One analogy I have been thinking of is that of a ship. Ships require different specialists to fulfill diverse tasks: from engineering, victualling, cooking, communications, maintenance to management. Among these, it is the navigator or pilot’s task to navigate the ship, whilst the captain’s role is to direct the whole crew and be responsible for the ship and its integrity. The navigator must plot a safe course for the ship, earning the trust of the crew and captain that their experience, skill and nous will carry them all safely. I imagine that navigators have to combine heterogeneous skill sets and knowledges – such as weather/meteorology, geography/hydrography, tidal patterns, the mathematics of bodies/mass and movement among other things – to achieve the right synthesis of conditions for their task. I think this is very much like the kind of trans- or interdisciplinary approach that helps foster invention and innovation. Its not for everyone but can be extremely rich and rewarding for those who do participate.

I believe that pioneers are also just the kind of people with the skills to navigate uncharted territories. They survey and map out new territories that are often then colonised – farmed, made productive perhaps – by others who follow in their wake; by which time the pioneers have most likely moved on to new spaces. Leaders could be described as those who stay and organise the territory and the activities that take place within it. It’s this qualitative difference that separates pioneering from leading: leaders work within established frameworks whilst pioneers explore the potential for entirely new structures and frames that don’t yet exist.

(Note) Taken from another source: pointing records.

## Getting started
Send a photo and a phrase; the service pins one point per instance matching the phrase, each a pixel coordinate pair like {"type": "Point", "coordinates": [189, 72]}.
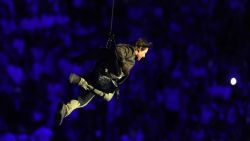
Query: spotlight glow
{"type": "Point", "coordinates": [233, 81]}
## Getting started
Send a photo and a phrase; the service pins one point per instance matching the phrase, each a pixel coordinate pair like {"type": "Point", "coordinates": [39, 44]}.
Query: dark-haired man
{"type": "Point", "coordinates": [112, 68]}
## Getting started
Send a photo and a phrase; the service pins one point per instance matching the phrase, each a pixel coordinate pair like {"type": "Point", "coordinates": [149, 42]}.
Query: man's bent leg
{"type": "Point", "coordinates": [64, 110]}
{"type": "Point", "coordinates": [80, 102]}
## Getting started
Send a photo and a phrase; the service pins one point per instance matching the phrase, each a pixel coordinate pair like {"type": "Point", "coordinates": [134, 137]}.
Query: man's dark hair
{"type": "Point", "coordinates": [142, 43]}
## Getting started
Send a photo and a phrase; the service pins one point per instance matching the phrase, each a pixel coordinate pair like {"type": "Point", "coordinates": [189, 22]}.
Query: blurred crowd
{"type": "Point", "coordinates": [181, 91]}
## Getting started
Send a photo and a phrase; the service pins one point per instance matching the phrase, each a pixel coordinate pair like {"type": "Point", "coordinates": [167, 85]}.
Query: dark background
{"type": "Point", "coordinates": [181, 91]}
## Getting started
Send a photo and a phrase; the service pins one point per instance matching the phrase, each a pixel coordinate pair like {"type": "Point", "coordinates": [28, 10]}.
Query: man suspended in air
{"type": "Point", "coordinates": [112, 67]}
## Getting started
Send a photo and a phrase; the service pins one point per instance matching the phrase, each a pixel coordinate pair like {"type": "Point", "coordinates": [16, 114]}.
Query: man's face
{"type": "Point", "coordinates": [141, 53]}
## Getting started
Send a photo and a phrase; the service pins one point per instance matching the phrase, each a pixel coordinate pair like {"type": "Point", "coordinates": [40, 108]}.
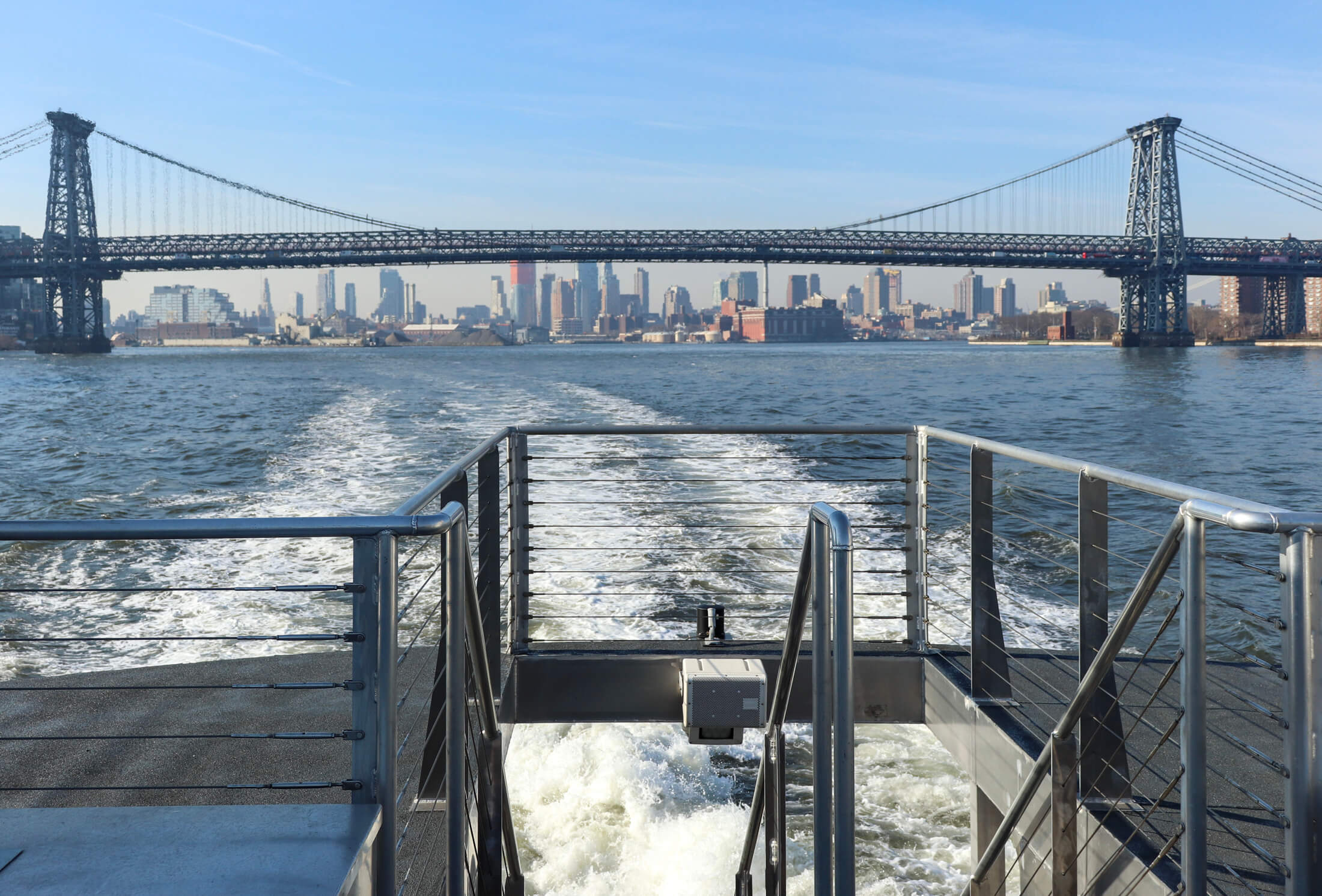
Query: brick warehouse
{"type": "Point", "coordinates": [803, 324]}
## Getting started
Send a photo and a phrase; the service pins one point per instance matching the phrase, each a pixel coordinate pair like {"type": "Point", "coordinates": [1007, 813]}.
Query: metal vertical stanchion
{"type": "Point", "coordinates": [1104, 767]}
{"type": "Point", "coordinates": [989, 668]}
{"type": "Point", "coordinates": [1065, 804]}
{"type": "Point", "coordinates": [457, 713]}
{"type": "Point", "coordinates": [915, 538]}
{"type": "Point", "coordinates": [1193, 694]}
{"type": "Point", "coordinates": [1301, 608]}
{"type": "Point", "coordinates": [823, 712]}
{"type": "Point", "coordinates": [364, 699]}
{"type": "Point", "coordinates": [488, 555]}
{"type": "Point", "coordinates": [842, 673]}
{"type": "Point", "coordinates": [774, 747]}
{"type": "Point", "coordinates": [516, 466]}
{"type": "Point", "coordinates": [388, 717]}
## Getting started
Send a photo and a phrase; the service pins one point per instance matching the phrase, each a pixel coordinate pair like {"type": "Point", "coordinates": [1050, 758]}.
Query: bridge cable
{"type": "Point", "coordinates": [982, 192]}
{"type": "Point", "coordinates": [1257, 177]}
{"type": "Point", "coordinates": [1228, 148]}
{"type": "Point", "coordinates": [254, 190]}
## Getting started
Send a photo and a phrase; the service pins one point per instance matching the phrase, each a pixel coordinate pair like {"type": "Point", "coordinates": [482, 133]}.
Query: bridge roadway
{"type": "Point", "coordinates": [1115, 255]}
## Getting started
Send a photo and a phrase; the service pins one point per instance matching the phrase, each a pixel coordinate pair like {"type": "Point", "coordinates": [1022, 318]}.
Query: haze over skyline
{"type": "Point", "coordinates": [629, 115]}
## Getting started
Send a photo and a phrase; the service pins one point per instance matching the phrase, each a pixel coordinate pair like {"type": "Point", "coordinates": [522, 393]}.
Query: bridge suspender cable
{"type": "Point", "coordinates": [24, 138]}
{"type": "Point", "coordinates": [299, 204]}
{"type": "Point", "coordinates": [976, 194]}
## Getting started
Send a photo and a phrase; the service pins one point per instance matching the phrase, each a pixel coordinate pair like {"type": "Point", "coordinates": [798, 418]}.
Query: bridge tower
{"type": "Point", "coordinates": [1283, 306]}
{"type": "Point", "coordinates": [75, 304]}
{"type": "Point", "coordinates": [1153, 303]}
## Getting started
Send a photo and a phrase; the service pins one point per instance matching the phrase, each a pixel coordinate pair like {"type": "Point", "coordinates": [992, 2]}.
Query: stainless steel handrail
{"type": "Point", "coordinates": [72, 530]}
{"type": "Point", "coordinates": [835, 525]}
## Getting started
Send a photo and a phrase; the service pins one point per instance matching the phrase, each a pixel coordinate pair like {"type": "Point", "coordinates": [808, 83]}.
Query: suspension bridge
{"type": "Point", "coordinates": [1115, 209]}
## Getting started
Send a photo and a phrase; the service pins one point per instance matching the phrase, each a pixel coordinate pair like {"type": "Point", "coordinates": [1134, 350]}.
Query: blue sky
{"type": "Point", "coordinates": [587, 114]}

What then is the value to society of people who pioneer? How can societies value and appreciate the kind of deferred return on investment that pioneers bring? Is it possible, or even desirable, to nurture pioneers with programmes like those that support those aspiring to leadership roles? Or perhaps, is it too much to ask society to feed the restless nature of those questing souls for whom any structure, in the medium to long term, is probably going to feel irksome?

The question is not an idle one: looking back over my own work of the past two decades there has been a strong element of pioneering in both projects and processes. Some of the projects and concepts I have developed have anticipated mainstream activities, but too far in advance to really reap any benefit from our prescience that could be reinvested in new work. How does one explain, or even demonstrate, the value of this deferred return to funders, sponsors or investors who are increasingly demanding direct returns on investment for the same kind of pioneering work?

There remains a contradiction or tension between wanting to be recognised and rewarded for being so ahead of the field alongside the frustration that people simply don’t understand where you’re trying to taking them. I suspect it comes down to temperament and character, an inexorable drive that just can’t be laid aside.